3(3)        Le gouvernement peut, lorsqu'il intente une action en qualité de cessionnaire aux termes d'une cession effectuée en application du paragraphe (1), en plus de tout autre élément de dommages-intérêts qu'il peut normalement recouvrer, obtenir du défendeur, dès qu'il prouve sa responsabilité, le montant de la perte réelle subie par le cédant, ou la partie de cette perte qui a été cédée au gouvernement ou encore le paiement que le ministre a effectué au cédant en application de l'article 2, selon le montant le plus élevé.

Rétrocession par le gouvernement

3(4)        Le gouvernement peut à tout moment, selon les modalités que le lieutenant-gouverneur en conseil approuve, rétrocéder au cédant le droit de poursuivre qui lui a été cédé en application du paragraphe (1).

Circonstances non opposables

4(1)        Dans toute poursuite où le gouvernement agit à titre de demandeur et où la pollution de l'eau est en litige, s'il est établi selon le degré de preuve exigé dans le cadre d'une poursuite civile que le défendeur a, sans excuse légitime dont la preuve lui incombe, déversé ou permis le déversement d'un contaminant des lieux qu'il occupait, dans les eaux de la province ou dans des eaux par lesquelles le contaminant est transporté dans les eaux de la province, et si, par la

suite, le poisson se trouvant dans ces eaux meurt, est atteint de maladie, blessé ou contaminé de façon à le rendre inapte à la consommation humaine ou subit un dommage qui nuit à sa commercialisation, le défendeur est responsable de toute perte financière ainsi causée à une personne dont la perte fait l'objet de la poursuite, malgré l'une ou plusieurs des circonstances suivantes :

a) la personne n'a jamais eu un droit de propriété sur la pêcherie contenant le poisson contaminé;

b) une autorité régulatrice a interdit ou refusé de permettre la prise du poisson se trouvant dans cette pêcherie en raison de la pollution de ses eaux;

c) les eaux en question ont été ou sont polluées par un autre contaminant ou par une autre personne;

d) il ne peut être établi que le contaminant dommageable au poisson provenait du volume réel de contaminant que le défendeur a déversé ou dont il a permis le déversement des lieux qu'il occupait, pourvu que l'effet nuisible sur le poisson soit de nature compatible avec un contaminant de ce genre constituant la cause totale ou partielle, immédiate ou médiate.
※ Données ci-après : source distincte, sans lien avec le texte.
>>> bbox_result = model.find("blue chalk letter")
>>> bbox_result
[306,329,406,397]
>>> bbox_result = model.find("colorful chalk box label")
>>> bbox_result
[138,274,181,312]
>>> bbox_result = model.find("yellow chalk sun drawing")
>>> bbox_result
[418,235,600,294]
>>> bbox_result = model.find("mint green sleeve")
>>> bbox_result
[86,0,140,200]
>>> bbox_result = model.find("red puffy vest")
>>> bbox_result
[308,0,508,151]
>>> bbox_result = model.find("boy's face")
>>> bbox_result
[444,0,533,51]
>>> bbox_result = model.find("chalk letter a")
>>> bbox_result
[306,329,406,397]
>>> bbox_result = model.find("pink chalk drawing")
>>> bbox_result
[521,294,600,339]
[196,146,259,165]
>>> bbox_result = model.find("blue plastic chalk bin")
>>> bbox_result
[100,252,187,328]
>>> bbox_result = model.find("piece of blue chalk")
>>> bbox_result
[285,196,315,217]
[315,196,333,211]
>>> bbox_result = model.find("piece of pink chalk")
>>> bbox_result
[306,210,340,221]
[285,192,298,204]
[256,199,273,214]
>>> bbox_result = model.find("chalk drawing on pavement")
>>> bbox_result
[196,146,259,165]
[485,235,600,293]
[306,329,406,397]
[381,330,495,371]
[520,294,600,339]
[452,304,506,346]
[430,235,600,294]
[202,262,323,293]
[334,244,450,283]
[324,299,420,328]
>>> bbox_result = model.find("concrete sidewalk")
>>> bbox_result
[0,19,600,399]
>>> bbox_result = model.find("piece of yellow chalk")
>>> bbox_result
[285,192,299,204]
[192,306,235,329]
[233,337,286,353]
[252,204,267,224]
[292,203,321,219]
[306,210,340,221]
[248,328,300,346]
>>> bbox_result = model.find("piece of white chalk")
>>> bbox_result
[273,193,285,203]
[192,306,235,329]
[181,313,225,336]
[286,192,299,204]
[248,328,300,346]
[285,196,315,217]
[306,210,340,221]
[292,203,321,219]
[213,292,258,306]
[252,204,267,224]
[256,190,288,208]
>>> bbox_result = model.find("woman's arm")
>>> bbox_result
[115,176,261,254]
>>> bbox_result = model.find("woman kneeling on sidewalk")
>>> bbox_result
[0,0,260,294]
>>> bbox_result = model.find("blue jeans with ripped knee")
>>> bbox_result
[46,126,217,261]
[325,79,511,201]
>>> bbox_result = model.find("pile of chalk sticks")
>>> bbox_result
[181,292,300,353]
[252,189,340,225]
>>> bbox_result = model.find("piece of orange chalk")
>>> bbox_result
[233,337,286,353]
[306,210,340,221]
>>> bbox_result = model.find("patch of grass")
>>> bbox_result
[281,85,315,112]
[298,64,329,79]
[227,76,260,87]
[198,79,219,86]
Déversement permis par l'autorité régulatrice

4(2)        Pour l'application du paragraphe (1), ne constitue pas une excuse légitime pour le défendeur le fait d'établir que le déversement du contaminant a été permis par l'autorité régulatrice compétente ayant juridiction à l'endroit où le déversement a eu lieu, si cette autorité régulatrice n'avait pas aussi juridiction à l'endroit où le contaminant a causé des dommages à la pêcherie.

Ententes avec le Canada

5           Le ministre peut, au nom du gouvernement, conclure une entente avec le gouvernement du Canada en ce qui concerne le versement au gouvernement d'une partie d'un paiement effectué par le ministre en application de l'article 2 et les questions y relatives, selon les modalités convenues.

Frais d'application

6           Les frais découlant de l'application de la présente loi sont payés, sur le Trésor, au moyen des sommes qu'une loi de la Législature affecte à cette fin.